Stevens has been president for over ten years Mojave County Downwindersby sending letters to MPs and collecting personal stories. She hopes that she and others downstream will be able to see these changes in their lives.

“We have fought for so long, for so many years,” she said. “I want this to be resolved.”

The dangers and consequences of atomic testing were unknown to the public when testing began at the Nevada test site, now known as the Nevada National Security Site. One hundred nuclear tests at the test site from 1951 to 1962 were ground-based.

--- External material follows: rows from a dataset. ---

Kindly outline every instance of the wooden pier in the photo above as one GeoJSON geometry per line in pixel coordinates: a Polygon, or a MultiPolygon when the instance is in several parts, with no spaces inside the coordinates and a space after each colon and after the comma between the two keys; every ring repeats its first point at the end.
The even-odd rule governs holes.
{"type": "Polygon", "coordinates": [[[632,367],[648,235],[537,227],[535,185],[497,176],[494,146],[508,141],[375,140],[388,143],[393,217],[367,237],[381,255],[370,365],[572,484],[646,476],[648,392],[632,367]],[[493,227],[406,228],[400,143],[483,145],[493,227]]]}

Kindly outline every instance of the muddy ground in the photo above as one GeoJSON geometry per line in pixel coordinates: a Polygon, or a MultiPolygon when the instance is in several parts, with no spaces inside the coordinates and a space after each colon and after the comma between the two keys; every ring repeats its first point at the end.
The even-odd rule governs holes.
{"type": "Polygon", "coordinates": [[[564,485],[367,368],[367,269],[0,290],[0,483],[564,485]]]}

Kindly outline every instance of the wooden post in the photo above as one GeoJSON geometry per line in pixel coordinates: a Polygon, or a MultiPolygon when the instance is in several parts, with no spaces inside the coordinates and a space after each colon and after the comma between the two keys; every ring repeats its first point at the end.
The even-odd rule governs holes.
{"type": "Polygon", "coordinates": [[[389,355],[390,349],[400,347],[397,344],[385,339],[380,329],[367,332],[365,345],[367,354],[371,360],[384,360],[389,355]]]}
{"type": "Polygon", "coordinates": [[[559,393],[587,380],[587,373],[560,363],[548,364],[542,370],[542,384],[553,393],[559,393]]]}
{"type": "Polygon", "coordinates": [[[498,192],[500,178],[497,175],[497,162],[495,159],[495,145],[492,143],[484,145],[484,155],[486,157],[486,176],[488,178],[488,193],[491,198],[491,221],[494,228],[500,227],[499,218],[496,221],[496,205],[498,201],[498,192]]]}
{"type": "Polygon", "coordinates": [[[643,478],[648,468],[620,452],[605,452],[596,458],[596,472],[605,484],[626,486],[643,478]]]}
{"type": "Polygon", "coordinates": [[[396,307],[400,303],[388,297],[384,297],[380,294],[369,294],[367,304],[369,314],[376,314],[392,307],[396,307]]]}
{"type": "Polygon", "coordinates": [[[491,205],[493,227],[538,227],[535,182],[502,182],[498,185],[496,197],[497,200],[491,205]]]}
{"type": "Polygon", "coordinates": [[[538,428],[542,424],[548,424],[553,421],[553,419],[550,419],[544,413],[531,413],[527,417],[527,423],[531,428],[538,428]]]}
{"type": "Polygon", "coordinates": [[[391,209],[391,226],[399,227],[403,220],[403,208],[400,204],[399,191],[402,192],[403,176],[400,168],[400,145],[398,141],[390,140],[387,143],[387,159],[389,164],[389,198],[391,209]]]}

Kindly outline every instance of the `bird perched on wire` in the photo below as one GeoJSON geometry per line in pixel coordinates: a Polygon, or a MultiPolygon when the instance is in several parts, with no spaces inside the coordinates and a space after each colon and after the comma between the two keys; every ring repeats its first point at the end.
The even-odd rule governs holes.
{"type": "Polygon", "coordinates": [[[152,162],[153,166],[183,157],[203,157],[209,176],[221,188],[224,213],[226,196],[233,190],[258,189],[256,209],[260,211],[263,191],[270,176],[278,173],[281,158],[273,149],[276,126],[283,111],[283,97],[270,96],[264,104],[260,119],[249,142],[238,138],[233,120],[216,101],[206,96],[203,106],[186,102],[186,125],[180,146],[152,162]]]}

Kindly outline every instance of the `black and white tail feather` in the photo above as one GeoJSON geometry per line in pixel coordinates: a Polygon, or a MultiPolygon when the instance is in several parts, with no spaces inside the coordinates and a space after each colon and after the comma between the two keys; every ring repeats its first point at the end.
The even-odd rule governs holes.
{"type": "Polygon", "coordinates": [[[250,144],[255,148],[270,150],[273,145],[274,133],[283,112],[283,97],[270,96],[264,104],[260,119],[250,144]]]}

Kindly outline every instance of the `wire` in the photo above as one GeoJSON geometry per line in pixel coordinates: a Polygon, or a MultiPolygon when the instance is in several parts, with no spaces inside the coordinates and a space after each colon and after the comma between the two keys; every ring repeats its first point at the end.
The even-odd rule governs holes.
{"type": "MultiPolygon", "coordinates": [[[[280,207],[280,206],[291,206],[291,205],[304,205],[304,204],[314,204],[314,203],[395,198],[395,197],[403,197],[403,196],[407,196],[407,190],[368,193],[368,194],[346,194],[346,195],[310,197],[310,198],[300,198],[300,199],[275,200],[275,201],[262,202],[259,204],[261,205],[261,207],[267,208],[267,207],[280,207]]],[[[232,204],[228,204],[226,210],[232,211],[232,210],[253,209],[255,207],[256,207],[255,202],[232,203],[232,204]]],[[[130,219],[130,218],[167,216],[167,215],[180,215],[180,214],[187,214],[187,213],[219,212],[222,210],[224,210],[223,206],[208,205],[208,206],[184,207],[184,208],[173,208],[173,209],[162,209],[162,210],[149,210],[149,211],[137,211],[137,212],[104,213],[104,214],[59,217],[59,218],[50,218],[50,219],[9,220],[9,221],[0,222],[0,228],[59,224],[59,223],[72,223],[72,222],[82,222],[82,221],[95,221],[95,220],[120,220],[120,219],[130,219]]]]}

Stevens said catching a glimpse of flares or huge mushroom clouds was a form of entertainment. The times and dates of the explosion were advertised in the newspapers. On test days, children were given short breaks to stand in the schoolyard and watch explosions paint the sky orange. In Las Vegas, just 65 miles from the test site, companies billed as attractions view from the hotel windows.

Stevens recalls being a teenager in 1953, she, her father, her uncle and her brother rode on horseback to the Aquarian Mountains to get a better look at one of the nuclear explosions. As they watched the plume fly into the sky, they felt the wind blowing smoke and dust towards them. They hurried down the mountain, trying to escape the rain. But by the time they got home, their clothes were covered in oily pink spots, Stevens said.

“So almost everyone there got cancer,” she said. Her father died of colon and kidney cancer. Her brother, who is still alive, was diagnosed with prostate cancer. Colon cancer, which is also diagnosed by Stevens, is covered by RECA.